Nordstrom’s overall sales continue to grow, and Heather Bissell thinks she knows the driver: customer experience.
The senior director of customer care at Nordstrom says what sets the retailer apart is human care. That doesn’t mean that Nordstrom isn’t investing in AI or technology, but it’s keeping humans in the forefront, Bissell said.
“The biggest thing for us is really about the human connection,” Bissell told CX Dive at the Reuters Customer Service and Experience East conference Tuesday in New York City.
AI can handle an aspect of personalized care, she said. “But when you really want the face-to-face, eye-to-eye, voice-to-voice connection, at Nordstrom, that is what we do really well, whether it is in the store, on the phone, chat, email, social media. Just across the board, it's about really making people feel special and validated.”
Sometimes it’s in the little things: after check out, staff will bring the bag around the counter or kneel when they bring you shoes to try on.

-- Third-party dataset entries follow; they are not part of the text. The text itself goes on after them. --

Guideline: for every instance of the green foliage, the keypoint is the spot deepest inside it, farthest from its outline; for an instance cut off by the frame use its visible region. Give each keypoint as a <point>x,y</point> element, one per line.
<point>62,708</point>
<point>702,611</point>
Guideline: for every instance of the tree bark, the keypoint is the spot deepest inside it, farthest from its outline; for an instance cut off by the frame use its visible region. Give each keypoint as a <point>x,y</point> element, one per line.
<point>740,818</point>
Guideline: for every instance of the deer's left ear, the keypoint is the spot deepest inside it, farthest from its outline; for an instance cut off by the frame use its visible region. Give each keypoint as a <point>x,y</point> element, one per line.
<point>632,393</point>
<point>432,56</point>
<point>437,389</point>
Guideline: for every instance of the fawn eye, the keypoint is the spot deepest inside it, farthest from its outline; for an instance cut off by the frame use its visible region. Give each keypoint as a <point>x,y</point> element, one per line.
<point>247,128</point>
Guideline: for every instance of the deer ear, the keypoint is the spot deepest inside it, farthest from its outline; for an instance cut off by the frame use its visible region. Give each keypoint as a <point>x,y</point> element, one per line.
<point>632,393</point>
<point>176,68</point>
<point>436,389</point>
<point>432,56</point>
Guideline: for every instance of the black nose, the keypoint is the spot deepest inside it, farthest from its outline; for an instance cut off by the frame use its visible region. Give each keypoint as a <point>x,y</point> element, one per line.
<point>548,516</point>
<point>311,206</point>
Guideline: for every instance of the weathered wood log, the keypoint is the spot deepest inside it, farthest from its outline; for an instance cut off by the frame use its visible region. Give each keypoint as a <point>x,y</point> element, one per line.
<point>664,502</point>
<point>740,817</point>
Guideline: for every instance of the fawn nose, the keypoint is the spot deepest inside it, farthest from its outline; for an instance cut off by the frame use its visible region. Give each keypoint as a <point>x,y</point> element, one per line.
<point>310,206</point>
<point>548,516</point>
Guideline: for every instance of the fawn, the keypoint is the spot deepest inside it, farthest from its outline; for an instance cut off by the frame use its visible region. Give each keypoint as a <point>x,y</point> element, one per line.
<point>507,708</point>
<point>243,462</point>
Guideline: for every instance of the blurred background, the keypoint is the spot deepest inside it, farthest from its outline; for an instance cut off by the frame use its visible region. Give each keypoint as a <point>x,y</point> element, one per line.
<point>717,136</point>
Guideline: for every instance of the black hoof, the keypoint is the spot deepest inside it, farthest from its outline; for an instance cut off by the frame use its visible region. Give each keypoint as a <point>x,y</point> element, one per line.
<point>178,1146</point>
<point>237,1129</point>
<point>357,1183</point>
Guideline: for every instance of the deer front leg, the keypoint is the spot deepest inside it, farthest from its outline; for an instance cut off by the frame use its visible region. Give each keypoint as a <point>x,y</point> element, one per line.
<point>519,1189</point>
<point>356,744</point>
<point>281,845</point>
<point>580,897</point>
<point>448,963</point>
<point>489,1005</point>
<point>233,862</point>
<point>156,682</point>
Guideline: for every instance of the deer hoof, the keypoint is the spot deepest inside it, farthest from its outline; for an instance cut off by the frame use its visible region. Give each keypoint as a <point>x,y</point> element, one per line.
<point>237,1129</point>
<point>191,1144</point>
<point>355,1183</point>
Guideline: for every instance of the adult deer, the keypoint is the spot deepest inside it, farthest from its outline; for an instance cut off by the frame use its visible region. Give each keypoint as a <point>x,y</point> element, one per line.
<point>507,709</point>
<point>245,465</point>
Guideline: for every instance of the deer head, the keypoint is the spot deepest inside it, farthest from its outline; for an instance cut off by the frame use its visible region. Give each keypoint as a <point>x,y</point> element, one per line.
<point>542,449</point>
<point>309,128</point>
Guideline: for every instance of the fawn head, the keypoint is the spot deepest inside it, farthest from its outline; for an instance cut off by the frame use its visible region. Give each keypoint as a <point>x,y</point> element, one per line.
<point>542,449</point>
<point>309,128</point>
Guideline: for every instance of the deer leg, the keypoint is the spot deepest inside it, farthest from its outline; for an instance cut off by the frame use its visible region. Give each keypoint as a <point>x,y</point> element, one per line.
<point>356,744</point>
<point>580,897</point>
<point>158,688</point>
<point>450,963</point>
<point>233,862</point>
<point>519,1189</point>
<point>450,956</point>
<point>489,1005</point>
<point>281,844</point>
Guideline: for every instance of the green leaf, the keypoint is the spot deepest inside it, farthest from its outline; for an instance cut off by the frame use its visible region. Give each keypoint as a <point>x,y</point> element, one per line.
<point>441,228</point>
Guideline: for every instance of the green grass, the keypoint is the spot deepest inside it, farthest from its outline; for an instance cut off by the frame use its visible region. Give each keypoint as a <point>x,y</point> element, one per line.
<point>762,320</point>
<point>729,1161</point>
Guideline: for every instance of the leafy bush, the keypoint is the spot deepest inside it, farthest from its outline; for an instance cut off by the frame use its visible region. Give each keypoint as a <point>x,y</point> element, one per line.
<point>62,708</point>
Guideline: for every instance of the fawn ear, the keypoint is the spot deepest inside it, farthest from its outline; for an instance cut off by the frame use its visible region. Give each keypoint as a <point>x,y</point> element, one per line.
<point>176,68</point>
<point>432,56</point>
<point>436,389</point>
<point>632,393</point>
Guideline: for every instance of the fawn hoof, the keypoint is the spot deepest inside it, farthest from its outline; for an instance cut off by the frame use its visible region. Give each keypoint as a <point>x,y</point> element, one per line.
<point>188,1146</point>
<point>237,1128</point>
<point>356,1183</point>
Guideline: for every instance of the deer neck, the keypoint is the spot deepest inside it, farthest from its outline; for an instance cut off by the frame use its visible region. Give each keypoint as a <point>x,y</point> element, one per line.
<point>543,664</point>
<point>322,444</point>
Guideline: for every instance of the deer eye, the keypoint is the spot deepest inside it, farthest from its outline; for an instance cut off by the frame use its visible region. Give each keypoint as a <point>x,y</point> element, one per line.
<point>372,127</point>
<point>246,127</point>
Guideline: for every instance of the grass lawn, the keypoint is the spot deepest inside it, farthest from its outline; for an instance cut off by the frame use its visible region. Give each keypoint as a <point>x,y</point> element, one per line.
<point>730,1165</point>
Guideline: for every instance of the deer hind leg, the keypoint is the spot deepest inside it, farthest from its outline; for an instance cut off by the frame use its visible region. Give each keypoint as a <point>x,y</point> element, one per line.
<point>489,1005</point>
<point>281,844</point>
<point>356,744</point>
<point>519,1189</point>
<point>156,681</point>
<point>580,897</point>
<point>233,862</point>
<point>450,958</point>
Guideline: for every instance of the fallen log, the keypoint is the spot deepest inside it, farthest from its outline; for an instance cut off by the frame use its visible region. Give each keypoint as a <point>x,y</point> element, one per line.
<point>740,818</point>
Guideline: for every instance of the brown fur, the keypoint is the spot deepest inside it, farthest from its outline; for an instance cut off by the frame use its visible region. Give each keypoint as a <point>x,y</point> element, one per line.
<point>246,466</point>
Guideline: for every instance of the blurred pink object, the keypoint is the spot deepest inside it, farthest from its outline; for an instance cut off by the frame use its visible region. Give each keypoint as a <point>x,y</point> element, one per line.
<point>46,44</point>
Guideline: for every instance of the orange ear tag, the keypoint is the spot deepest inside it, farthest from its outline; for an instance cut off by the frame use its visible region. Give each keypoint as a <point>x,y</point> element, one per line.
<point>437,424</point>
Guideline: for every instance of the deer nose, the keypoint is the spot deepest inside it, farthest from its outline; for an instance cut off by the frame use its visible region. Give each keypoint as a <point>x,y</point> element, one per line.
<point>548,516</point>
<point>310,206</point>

Other times, the dedication to personal care is eye-popping. The company doesn’t have an interactive voice response system, for example.
“If you contact Nordstrom, we don't have an IVR, so you're not going to press 1 for this press 2 for this, press 27 and three pound signs and then do the hokey pokey to get to an agent,” Bissell said during a panel Tuesday. “That is very intentional because we are very much a personal connection service company. That's what's rooted in our almost 125 year heritage.”
That may sound very old school in 2025, approaching 2026, Bissell acknowledges. The challenge, she told CX Dive, is balancing modernization with maintaining that human connection customers expect from the retailer.
Where Nordstrom is testing AI
Nordstrom isn’t putting its head in the sand when it comes to generative AI. The retailer is currently rolling out a proof of concept, using the technology to provide accurate delivery times during the holidays.
The key to rolling out AI is to determine a specific use case where the technology can meet a customer need, she said. In this case: package delivery, which is the No. 1 reason customers reach out to Nordstrom customer service. AI can handle many easy questions around package delivery, and when there’s a challenge, it taps in a human.
Bissell also stressed the importance of bringing along employees, the people using the technology.
“It's not just about implementing AI or implementing systems," she said. "It's about how do you get the employee buy-in? So how do you make people feel that comfort level and that trust?”
The company has sought to get employee buy-in for the proof of concept from the start. The proof of concept team has tapped five different variations of its frontline agent, including leads, training specialists and operational support specialists, to help design the hand off from AI to representatives.
“My team is ensuring that our frontline agents are a part of building what that handoff is going to look like,” she said.
Values come first
As useful as AI can be, humans and customers are central to the company’s ethos.
The retailer has five values: customer obsessed, owners at heart, curious and ever changing, here to win, and we extend ourselves.
Nordstrom trains customer care representatives on these values, not metrics. While Bissell says she looks at those metrics like handle time and shares them with executives, she doesn’t share it with front-line representatives.
“We don't even have [quality assurance] scores,” she said. “We have the values I mentioned earlier. We created a Nordstrom quality value program that our agents are trained on, and they're trained to have conversations with our customers based around those values, based around owning, being here to win.”
Leaders then listen to those conversations and have behavioral coaching conversations with representatives about what went well and what could improve.
It’s this dedication to personal, human care that keeps people coming back — and keeps folks coming up to her to offer their memories with Nordstrom, she says.
“What's really cool in the service industry, especially when I get letters from customers, is they talk about generations — ‘I remember going to Nordstrom when I was a child to visit Santa and to get my Easter dress with my grandmother, and now I am taking my own children to do that,’” she said.
Customer service is increasingly digital or nonhuman, especially at major retailers. But people still want that touch only humans can offer, Bissell argues.
“Especially in this day and age where things are changing so rapidly, people tend to gravitate towards that familiarization,” she said. “We want to be like family. We want to be your friends. We want you to feel safe. We want you to trust us. Again, it’s those human connections, building those bonds, knowing our customers through our loyalty programs.”